Education for Liberation of Siam
- Formation: 2 December 2013
- Type: NPO
- Legal status: Active
- Purpose: Reform Thai Education system
- First secretary: Netiwit Chotiphatphisal
- Current secretary: None

= Education for Liberation of Siam =

Education for Liberation of Siam (กลุ่มการศึกษาเพื่อความเป็นไท; ELS) is a group of high school students who demand reform of the Thai education system. The core members were from the Thailand Educational Revolution Alliance. The group was established on 2 December 2013 by Netiwit Chotiphatphaisal, who was the first secretary of the group, followed by Nattanan Warintawaret. The group created a fan page on Facebook called "The Education for Liberation of Siam" to be a platform for disseminating information concerning misconducts and questionable actions made by politicians or figures of authority that have an effect on the Thai educational community.

== Philosophy ==
Members of the group agree share the same ideology that educational reform in Thailand is a necessity. The philosophy of the group is that education should emphasize human aspects, student beliefs, respect towards humanities and the knowledge inside individuals. The group believes that people should not be seen as empty vessels to force foreign ideologies into or to exercising authority (creating rules to name one) without consulting the principles of logic, democracy and human rights. The group states that its existence is a testament to Thai youth's dedication and determination to oppose the use of the education system as an instrument for propaganda or for hidden political agendas. The group also opposes teacher violence and the demanding of sex for grades in Thai schools.

== Activities ==
Before the 2014 coup d'état in Thailand, the group held a small anti-coup event in front of an army camp, termed “Presenting Flowers to Show Appreciation towards the Military Officers for not Committing a Coup d'état". From 2014, the group was active in opposing the Thai junta and its 12 Core Values of Thai People, which were penned by the junta leader Prayut Chan-o-cha and incorporated into the public school curriculum after the 2014 coup d’état. It also boycotted the junta's education reform student forum.

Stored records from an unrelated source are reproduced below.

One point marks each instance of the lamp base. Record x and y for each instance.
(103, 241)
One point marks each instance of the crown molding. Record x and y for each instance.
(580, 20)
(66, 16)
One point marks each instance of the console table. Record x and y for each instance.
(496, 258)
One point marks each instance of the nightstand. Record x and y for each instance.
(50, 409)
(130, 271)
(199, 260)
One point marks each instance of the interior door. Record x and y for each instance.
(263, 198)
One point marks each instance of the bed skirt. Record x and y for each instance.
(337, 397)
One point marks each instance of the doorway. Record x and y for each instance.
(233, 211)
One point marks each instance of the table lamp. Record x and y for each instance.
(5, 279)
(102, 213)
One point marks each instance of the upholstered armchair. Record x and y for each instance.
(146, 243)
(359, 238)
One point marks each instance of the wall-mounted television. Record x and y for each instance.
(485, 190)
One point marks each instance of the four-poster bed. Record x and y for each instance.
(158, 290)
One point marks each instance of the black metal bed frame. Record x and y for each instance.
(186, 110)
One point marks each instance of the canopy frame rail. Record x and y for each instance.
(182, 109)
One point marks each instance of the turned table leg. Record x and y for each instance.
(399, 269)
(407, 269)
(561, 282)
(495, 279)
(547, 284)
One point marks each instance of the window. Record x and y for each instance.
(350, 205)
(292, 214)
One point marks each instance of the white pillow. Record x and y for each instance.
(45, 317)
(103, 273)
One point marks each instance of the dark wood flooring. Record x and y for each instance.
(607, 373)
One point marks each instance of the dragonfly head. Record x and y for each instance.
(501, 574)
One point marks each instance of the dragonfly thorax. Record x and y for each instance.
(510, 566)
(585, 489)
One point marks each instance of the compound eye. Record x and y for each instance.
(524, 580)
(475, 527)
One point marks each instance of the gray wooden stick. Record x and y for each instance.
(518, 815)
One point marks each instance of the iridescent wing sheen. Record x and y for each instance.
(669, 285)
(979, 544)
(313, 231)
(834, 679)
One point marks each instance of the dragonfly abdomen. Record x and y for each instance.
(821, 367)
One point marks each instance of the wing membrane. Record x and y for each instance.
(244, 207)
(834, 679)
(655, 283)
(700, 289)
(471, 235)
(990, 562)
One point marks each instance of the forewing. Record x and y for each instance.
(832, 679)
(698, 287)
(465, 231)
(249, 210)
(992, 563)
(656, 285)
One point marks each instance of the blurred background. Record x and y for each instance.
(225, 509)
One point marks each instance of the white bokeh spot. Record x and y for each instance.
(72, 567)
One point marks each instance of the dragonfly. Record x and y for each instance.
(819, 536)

In January 2015, Thai military television banned Nattanan Warintarawet, an ELS activist when she posed questions regarding the coup d’état's legitimacy with a member of the junta-appointed National Reform Council. In September, an ELS activist was removed from an auditorium where General Prayut was speaking after raising a banner asking for the civic duties academic subject be removed from school curricula.

In March 2016, the group criticized the draft 2016 constitution for reducing the number of years of free education from 12 to 9, resulting in a change to the draft. On 4 June, the ELS participated in an Anti-SOTUS protest criticizing Thailand's Seniority, Order, Tradition, Unity, and Spirit (SOTUS) university hazing system. On 6 October, Warisa Sukkumnoed, Secretary-general of the ELS, spoke at a Chulalongkorn University organized TED talk-like event “The 40 Years of 6 Oct. The New Generation Commemoration” to commemorate Thailand's 1976 October massacre.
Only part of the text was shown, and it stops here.